China accused of  targeting Uyghurs living abroad

The international community has been actively raising their concerns regarding the "genocide" of Uyghur Muslims in Xinjiang.

Published: 30th December 2021 03:19 PM  |   Last Updated: 30th December 2021 03:21 PM   |  A+A-

Uighur, Uyghur Muslims

A supporter of China's Muslim Uighur minority shows a picture of her relative jailed in China. (File Photo| AFP)


TOKYO: Human rights violations of Uyghurs living in Xinjiang in the Western province of China is not a new story.

Many reports suggest that the Chinese government is ill-treating the Uyghur Muslims, subjecting them to forced labour, torture and psychological stress.

According to Kyodo News, an Uyghur woman who has returned to China two years ago is suspected to have died. Mihray Erkin, 31, from Kashgar in China's Xinjiang region had been studying in a Japanese language school and teaching Uyghurs the Japanese language for five years before returning to China.

In June 2019, Mihray learned that her father had been sent to a detention camp. Her close acquaintances shared that Mihray would often feel remorseful and anxious about the fact that she has come abroad while leaving her family in China to suffer in detention camps.

Kyodo News reported that the case is the same for many Uyghur students in Japan. These Uyghur students have spoken about the cases involving their family members but now they have become intimidated after receiving updates from the Chinese authorities via the WeChat app at regular intervals of time.

Mihray's friends said that she had become depressed, stopped attending school and would often scream in the night out of fear.

The international community has been actively raising their concerns regarding the "genocide" of Uyghur Muslims in Xinjiang. Several countries including US and Netherland have declared Chinese action in the region as "genocide".

Several human rights NGOs and organizations, Amnesty International and Human Rights Watch have also issued reports documenting the Chinese treatment of its minorities. Meanwhile, China, on multiple occasions, has categorically denied these accusations.

While addressing the issue of Uyghurs' human rights violation, UN human rights chief Michele Bachelet, early this month, said, "I continue to discuss with China modalities for a visit, including meaningful access, to the Xinjiang Uyghur Autonomous Region."

Recently, Joe Biden signed legislation banning products made in the Chinese Xinjiang region citing "Oppression" on the Uygurs and other minorities. Beijing, however, has denied all the accusations and the Foreign Affairs Committee of China's National People's Congress said that the US is grossly interfering in China's internal affairs under the pretext of human rights.

Mihray's uncle Abduweli Ayup, 48, a prominent Uyghur writer exiled in Norway and is considered a "danger" to the Chinese government.
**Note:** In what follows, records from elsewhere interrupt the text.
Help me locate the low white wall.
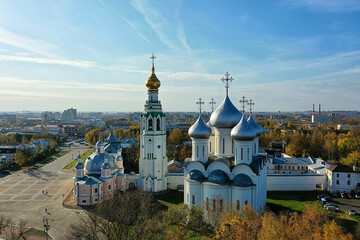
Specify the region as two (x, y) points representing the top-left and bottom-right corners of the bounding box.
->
(167, 173), (184, 190)
(267, 174), (327, 191)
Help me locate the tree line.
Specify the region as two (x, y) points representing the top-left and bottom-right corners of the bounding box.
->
(66, 190), (354, 240)
(260, 128), (360, 166)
He said that he insisted Mihray to not return to China but it was of no avail. Ayup further said that Mihray had a strong desire to save her father.
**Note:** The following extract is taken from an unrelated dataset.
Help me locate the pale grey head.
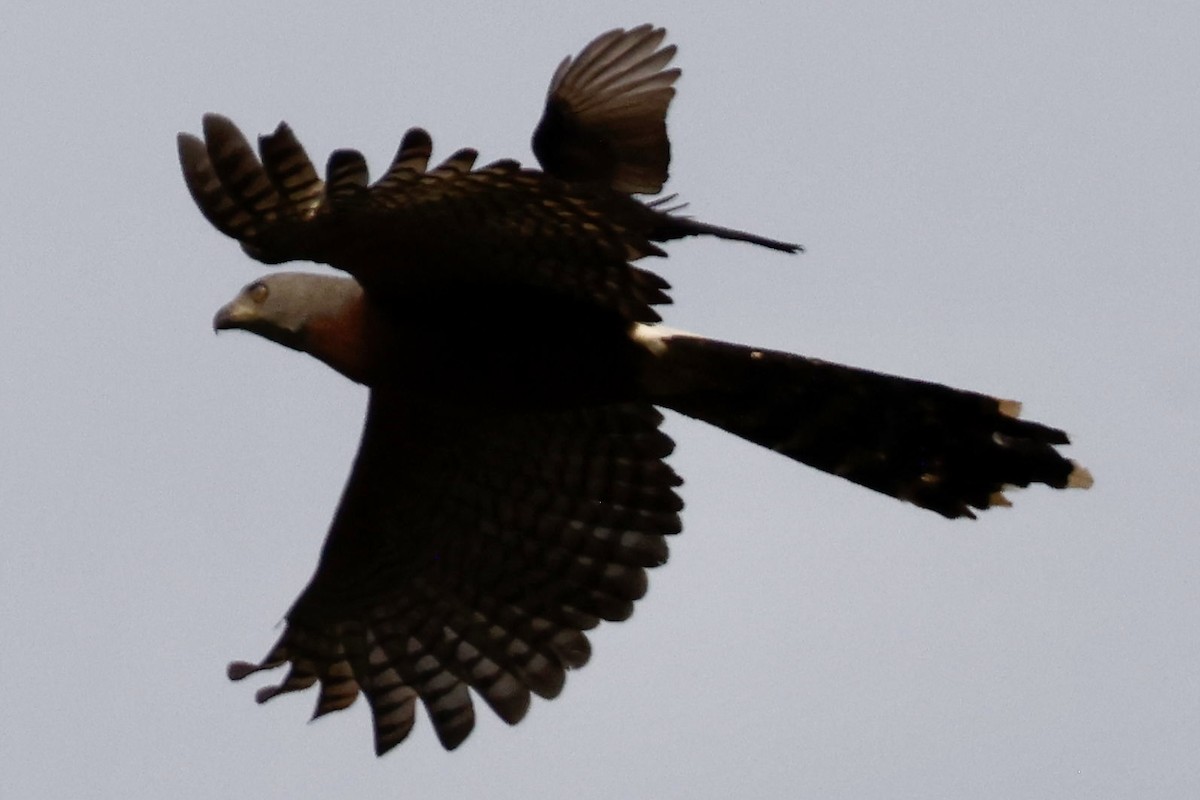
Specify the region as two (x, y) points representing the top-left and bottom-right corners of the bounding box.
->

According to Kyodo News, Vice-chairman of the Japan Uyghur Association, Afumetto Retepu and a friend of Mihray, said, "She was trying hard to look forward despite enduring sadness."

After the reports of her death, many Uyghurs living outside of China have posted pictures of her last message and a bouquet of red flowers.

Beijing Winter Olympics is scheduled for next year and the US and many other countries have started boycotting the event. The diplomatic boycott of the Beijing Winter Olympics is to protest against the so-called "genocide" of Uyghur Muslims in China's Xinjiang.